Hallowe'en beckons once again. Small children don rubber masks sold by eager retailers. But what's it all about, and why should you want to know? By Andrew Chapman

First, the facts. The name Hallowe'en, with or without apostrophe, is a contraction of All Hallows Eve.

Hallows derives from the Old English word halig, meaning holy - thus All Hallows Day itself is in fact All Saints Day.

All Saints Day was originally celebrated on May 13th, a celebration in memory of all Christian martyrs.

This is still celebrated by Rome, but Pope Gregory IV in 835AD created a new All Saints Day on November 1st. The Catholic church also celebrates All Souls Day on November 2nd.

Why November 1st? For the ancient Celts, this date marked their new year, as well as the onset of winter.


On the night before, they celebrated the festival of Samhain, Lord of the Dead - for which people would wear masks and light bonfires to drive away the spirits of the dead, which on that night were believed to mingle with those of the living.
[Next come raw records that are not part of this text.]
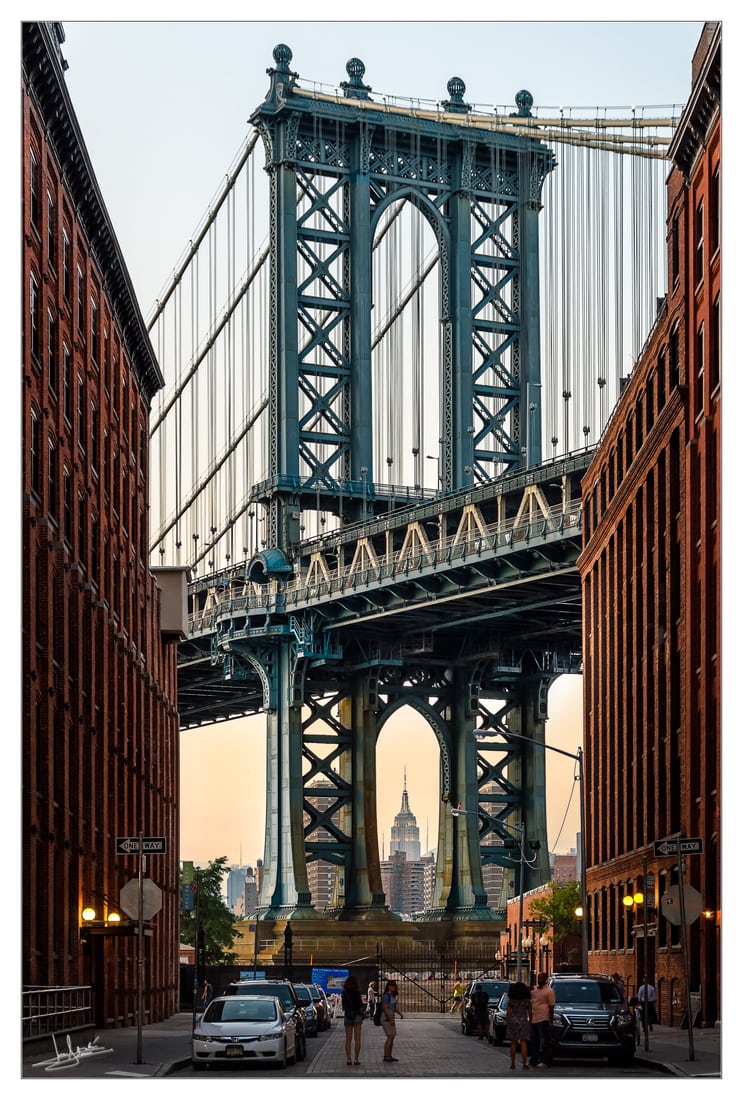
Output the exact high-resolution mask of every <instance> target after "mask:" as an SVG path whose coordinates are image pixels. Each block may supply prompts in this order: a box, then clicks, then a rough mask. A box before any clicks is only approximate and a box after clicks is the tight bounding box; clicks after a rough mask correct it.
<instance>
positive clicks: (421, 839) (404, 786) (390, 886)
mask: <svg viewBox="0 0 743 1100" xmlns="http://www.w3.org/2000/svg"><path fill="white" fill-rule="evenodd" d="M440 804H441V749H440V746H439V744H438V740H437V737H436V735H435V733H434V729H433V727H431V725H430V723H429V722H428V720H427V719H426V717H425V716H424V715H423V714H422V713H420V712H419V711H417V709H416V708H415V707H413V706H411V705H407V704H406V705H403V706H401V707H398V708H395V709H394V711H393V713H392V714H391V715H390V716H389V717H387V718H386V719H384V720H383V725H382V728H381V730H380V734H379V737H378V741H376V825H378V835H379V849H380V859H381V861H382V880H383V883H384V891H385V903H386V904H387V905H389V906H390V908H391V909H392V910H393V911H395V912H404V913H407V914H408V915H411V916H412V915H414V914H415V913H420V912H422V911H423V910H424V909H425V908H426V898H427V894H425V897H423V895H420V897H419V892H420V891H422V889H423V882H424V877H425V876H426V873H428V876H429V879H430V888H433V882H434V876H435V870H436V849H437V844H438V832H439V810H440ZM401 848H402V850H404V851H405V858H406V862H408V864H409V862H412V861H417V862H420V864H422V865H423V867H422V868H418V869H417V871H416V873H415V875H414V876H411V875H409V873H408V875H403V873H396V872H395V870H394V865H395V862H396V861H398V860H400V858H401V857H400V856H396V855H395V851H398V850H400V849H401ZM428 867H429V868H430V869H429V870H427V868H428ZM430 888H429V892H430ZM408 899H412V900H408ZM411 909H413V911H414V912H409V910H411Z"/></svg>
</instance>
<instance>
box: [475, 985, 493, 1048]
mask: <svg viewBox="0 0 743 1100" xmlns="http://www.w3.org/2000/svg"><path fill="white" fill-rule="evenodd" d="M489 1000H490V998H489V996H488V990H487V989H483V988H482V983H481V982H478V983H477V986H476V987H474V992H473V993H472V1021H473V1023H474V1032H476V1034H477V1036H478V1038H484V1037H485V1034H487V1032H488V1001H489Z"/></svg>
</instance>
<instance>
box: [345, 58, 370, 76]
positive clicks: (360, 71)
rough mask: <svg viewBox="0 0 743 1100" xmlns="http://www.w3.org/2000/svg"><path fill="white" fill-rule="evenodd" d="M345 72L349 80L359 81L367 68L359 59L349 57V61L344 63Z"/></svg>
mask: <svg viewBox="0 0 743 1100" xmlns="http://www.w3.org/2000/svg"><path fill="white" fill-rule="evenodd" d="M346 72H347V73H348V75H349V76H350V78H351V80H361V79H362V77H363V75H364V73H365V72H367V66H365V65H364V63H363V62H362V61H360V58H358V57H351V58H350V61H348V62H346Z"/></svg>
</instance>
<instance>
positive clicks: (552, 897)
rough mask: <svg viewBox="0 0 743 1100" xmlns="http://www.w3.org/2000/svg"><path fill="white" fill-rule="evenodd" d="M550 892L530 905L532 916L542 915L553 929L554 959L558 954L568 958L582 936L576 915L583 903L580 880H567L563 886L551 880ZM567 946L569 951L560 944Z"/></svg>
mask: <svg viewBox="0 0 743 1100" xmlns="http://www.w3.org/2000/svg"><path fill="white" fill-rule="evenodd" d="M549 889H550V890H551V893H550V894H546V895H545V897H544V898H537V899H536V900H535V901H533V902H532V903H531V905H529V914H531V915H532V916H537V917H542V919H543V920H544V922H545V924H547V925H549V926H550V927H551V930H553V944H554V956H553V957H554V959H555V961H557V957H558V954H559V955H560V956H564V954H567V956H568V958H570V957H571V955H572V954H573V947H575V938H576V937H580V919H579V917H577V916H576V909H577V908H578V906H579V905H580V904H581V891H580V883H579V882H565V883H562V884H561V886H560V884H559V883H557V882H550V883H549ZM564 945H565V946H567V953H564V952H562V950H560V952H559V953H558V946H559V947H562V946H564Z"/></svg>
Even 'trick or treat' is believed to date this far back.

The Celtic festival eventually merged with two Roman ones, one in celebration of harvest and the goddess Pomona - and believed to be the origin of 'apple-bobbing'.

Other Halloween traditions, such as carving pumpkins (originally turnips) and making a Jack o'Lantern come from Ireland.

Thus what we know as Halloween, although its name derives from a Christian festival, has a long tradition uniting various Western cultures.

Many Christians are uncomfortable with celebrating Halloween and believe that it celebrates evil. Some have attempted to reappropriate October 31st as Reformation Day - it was on this day, in 1517, that Martin Luther nailed his 95 theses to a door in Wittenberg, Germany.

Others have attempted to find a compromise and approach Halloween from a Christian perspective.